20. L’Oniam, intimé par les appelants principaux qui ne lui demandent rien, est en droit de réclamer l’indemnisation des frais non compris dans les dépens qu’il a du exposer à l’occasion de la procédure d’appel. M. [YC] [N] et la société La Médicale de France seront condamnés à lui payer la somme de 3 000 euros sur le fondement de l’article 700 du code de procédure civile.
21. La CPAM de la Haute-Garonne est également en droit de réclamer l’indemnisation de ses frais non compris dans les dépens qu’elle a du exposer à l’occasion de la procédure d’appel. M. [YC] [N] et la société La Médicale de France seront condamnés à lui payer la somme de 1 000 euros sur le fondement de l’article 700 du code de procédure civile.
22. Enfin, M. [YC] [N] et la société La Médicale de France seront condamnés à payer à Mme [W] [L] et à M. [B] [V], ès qualités de représentants légaux de leur fils mineur [Y], la somme 5 000 euros sur le même fondement au titre des frais irrépétibles exposés en appel.
PAR CES MOTIFS
La cour statuant, dans la limite de sa saisine, publiquement, par arrêt réputé contradictoire et en dernier ressort,
Confirme le jugement rendu le 19 janvier 2023 par le tribunal judiciaire de Toulouse en toutes ses dispositions.
Y ajoutant,
Condamne M. [YC] [N] à payer à Mme [W] [L] et M. [B] [V], ès qualités de représentants légaux de leur fils mineur [Y], la somme de 40 000 euros à titre de complément de provision à valoir sur la réparation des préjudices subis par [Y] [V].
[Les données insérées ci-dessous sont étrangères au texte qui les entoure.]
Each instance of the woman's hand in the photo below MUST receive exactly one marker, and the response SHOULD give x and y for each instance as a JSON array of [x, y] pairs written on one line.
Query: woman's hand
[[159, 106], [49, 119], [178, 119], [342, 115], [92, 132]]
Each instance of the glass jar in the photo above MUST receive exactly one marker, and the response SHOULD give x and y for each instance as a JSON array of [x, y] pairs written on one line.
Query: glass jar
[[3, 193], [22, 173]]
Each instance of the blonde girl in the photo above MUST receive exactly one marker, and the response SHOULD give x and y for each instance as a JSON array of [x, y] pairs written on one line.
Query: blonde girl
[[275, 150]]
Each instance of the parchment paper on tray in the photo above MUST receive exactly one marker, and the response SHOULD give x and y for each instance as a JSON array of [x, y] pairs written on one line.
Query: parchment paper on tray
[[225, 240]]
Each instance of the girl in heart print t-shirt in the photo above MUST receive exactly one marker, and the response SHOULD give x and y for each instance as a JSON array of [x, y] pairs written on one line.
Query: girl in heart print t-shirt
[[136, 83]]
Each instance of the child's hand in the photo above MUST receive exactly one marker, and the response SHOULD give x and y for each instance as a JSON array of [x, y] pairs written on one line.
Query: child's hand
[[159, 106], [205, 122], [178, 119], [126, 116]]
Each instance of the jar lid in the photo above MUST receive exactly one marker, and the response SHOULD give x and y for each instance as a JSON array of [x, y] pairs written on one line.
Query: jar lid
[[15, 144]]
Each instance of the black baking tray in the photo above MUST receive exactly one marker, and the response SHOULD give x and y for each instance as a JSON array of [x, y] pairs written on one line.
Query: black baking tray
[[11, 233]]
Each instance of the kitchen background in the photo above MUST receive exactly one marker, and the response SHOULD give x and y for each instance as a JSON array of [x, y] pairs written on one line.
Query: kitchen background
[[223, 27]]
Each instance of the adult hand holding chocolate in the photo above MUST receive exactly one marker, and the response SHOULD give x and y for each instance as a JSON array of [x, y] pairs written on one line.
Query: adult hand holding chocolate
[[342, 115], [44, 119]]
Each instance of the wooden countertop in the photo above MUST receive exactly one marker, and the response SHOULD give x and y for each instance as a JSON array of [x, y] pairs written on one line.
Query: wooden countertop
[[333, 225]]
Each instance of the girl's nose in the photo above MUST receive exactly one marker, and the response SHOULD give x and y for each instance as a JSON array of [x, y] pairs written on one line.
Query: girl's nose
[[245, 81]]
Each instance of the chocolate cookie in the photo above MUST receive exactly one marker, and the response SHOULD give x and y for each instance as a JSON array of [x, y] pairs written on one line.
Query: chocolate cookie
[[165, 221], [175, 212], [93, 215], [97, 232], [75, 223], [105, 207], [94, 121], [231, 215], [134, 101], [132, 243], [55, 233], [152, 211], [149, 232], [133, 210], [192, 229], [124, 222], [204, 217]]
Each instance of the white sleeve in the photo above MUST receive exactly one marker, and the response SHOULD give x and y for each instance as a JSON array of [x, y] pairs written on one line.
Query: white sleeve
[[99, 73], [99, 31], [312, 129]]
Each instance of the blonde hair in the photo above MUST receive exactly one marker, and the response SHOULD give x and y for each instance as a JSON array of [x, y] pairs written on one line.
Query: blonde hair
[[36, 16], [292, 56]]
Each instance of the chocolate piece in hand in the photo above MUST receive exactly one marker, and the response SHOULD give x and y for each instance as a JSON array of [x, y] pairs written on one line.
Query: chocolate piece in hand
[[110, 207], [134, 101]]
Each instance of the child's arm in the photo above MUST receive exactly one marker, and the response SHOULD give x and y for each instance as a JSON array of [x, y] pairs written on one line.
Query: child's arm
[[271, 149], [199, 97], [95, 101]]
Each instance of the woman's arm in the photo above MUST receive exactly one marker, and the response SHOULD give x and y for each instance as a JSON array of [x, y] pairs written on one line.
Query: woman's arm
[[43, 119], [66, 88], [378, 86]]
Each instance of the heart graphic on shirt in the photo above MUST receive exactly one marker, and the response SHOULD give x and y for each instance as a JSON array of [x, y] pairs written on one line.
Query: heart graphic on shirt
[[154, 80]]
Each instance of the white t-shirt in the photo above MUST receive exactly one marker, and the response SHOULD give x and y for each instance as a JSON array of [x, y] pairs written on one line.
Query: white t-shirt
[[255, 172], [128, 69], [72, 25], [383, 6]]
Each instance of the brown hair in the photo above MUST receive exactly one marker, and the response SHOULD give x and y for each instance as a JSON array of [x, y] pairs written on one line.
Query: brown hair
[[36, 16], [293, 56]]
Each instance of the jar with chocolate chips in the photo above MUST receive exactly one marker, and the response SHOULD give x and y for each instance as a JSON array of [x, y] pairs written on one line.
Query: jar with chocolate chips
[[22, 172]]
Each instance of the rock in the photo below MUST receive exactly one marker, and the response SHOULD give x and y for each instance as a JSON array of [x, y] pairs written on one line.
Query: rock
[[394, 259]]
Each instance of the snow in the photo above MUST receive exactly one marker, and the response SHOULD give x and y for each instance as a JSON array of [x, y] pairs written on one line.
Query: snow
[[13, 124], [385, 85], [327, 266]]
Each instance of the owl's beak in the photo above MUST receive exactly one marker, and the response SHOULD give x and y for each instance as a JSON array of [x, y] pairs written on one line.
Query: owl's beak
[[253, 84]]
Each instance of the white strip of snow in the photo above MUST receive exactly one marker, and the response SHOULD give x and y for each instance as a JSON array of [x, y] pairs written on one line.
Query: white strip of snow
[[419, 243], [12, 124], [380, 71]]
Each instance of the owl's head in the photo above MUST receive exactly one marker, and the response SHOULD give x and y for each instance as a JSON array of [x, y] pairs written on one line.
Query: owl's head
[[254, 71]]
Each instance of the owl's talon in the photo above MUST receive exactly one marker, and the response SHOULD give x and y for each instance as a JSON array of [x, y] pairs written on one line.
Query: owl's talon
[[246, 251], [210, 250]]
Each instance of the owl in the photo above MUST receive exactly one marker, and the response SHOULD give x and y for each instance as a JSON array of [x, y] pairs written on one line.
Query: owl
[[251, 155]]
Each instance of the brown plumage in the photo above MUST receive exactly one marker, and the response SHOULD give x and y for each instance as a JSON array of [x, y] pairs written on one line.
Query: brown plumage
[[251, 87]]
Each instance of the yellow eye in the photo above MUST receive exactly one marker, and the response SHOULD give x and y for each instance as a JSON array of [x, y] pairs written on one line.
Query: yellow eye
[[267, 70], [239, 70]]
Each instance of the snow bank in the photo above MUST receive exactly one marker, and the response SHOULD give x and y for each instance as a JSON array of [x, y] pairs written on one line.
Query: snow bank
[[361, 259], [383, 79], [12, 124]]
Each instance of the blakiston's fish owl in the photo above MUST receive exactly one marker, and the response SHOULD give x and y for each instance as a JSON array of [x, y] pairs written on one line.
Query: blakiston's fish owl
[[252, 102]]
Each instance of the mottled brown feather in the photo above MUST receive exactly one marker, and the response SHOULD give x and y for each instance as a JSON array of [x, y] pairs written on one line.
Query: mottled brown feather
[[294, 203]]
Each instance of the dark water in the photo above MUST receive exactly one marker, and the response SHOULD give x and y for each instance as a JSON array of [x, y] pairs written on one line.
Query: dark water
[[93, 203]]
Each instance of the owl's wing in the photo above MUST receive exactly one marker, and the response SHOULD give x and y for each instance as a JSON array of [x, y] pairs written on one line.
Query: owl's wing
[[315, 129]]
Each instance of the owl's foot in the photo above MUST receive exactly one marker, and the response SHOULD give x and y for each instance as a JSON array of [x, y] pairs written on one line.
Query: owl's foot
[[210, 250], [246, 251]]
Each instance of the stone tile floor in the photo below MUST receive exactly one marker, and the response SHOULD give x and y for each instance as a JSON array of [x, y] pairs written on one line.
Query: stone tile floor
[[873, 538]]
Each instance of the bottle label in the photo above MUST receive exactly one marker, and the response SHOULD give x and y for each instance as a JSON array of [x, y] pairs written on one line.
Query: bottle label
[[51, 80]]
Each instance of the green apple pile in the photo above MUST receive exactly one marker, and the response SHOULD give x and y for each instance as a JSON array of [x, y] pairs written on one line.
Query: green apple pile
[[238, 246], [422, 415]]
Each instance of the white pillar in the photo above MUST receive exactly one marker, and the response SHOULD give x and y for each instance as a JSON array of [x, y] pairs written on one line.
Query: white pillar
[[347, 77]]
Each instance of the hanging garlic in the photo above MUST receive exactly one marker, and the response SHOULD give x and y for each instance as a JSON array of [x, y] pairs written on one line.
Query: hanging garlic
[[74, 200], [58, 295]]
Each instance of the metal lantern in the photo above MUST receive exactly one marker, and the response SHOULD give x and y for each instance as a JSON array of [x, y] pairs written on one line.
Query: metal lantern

Condamne M. [YC] [N] et la société La Médicale de France aux dépens de l’instance d’appel.
Autorise, conformément aux dispositions de l’article 699 du code de procédure civile, Maître Sandrine Bezard, de la Scpi Vpng & Associés à recouvrer directement contre les parties condamnées ceux des dépens dont elle a fait l’avance sans avoir reçu provision.
Condamne M. [YC] [N] et la société La Médicale de France à payer à l’Office National d’Indemnisation des Accidents Médicaux, des affections iatrogènes et des infections nosocomiales, la somme de 3 000 euros sur le fondement de l’article 700 du code de procédure civile.
Condamne M. [YC] [N] et la société La Médicale de France à payer à la Caisse Primaire d’Assurances Maladie de la Haute-Garonne la somme de 1 000 euros sur le fondement de l’article 700 du code de procédure civile.
Condamne M. [YC] [N] et la société La Médicale de France à payer à à Mme [W] [L] et à M. [B] [V], ès qualités de représentants légaux de leur fils mineur [Y], la somme 5 000 euros sur le fondement de l’article 700 du code de procédure civile.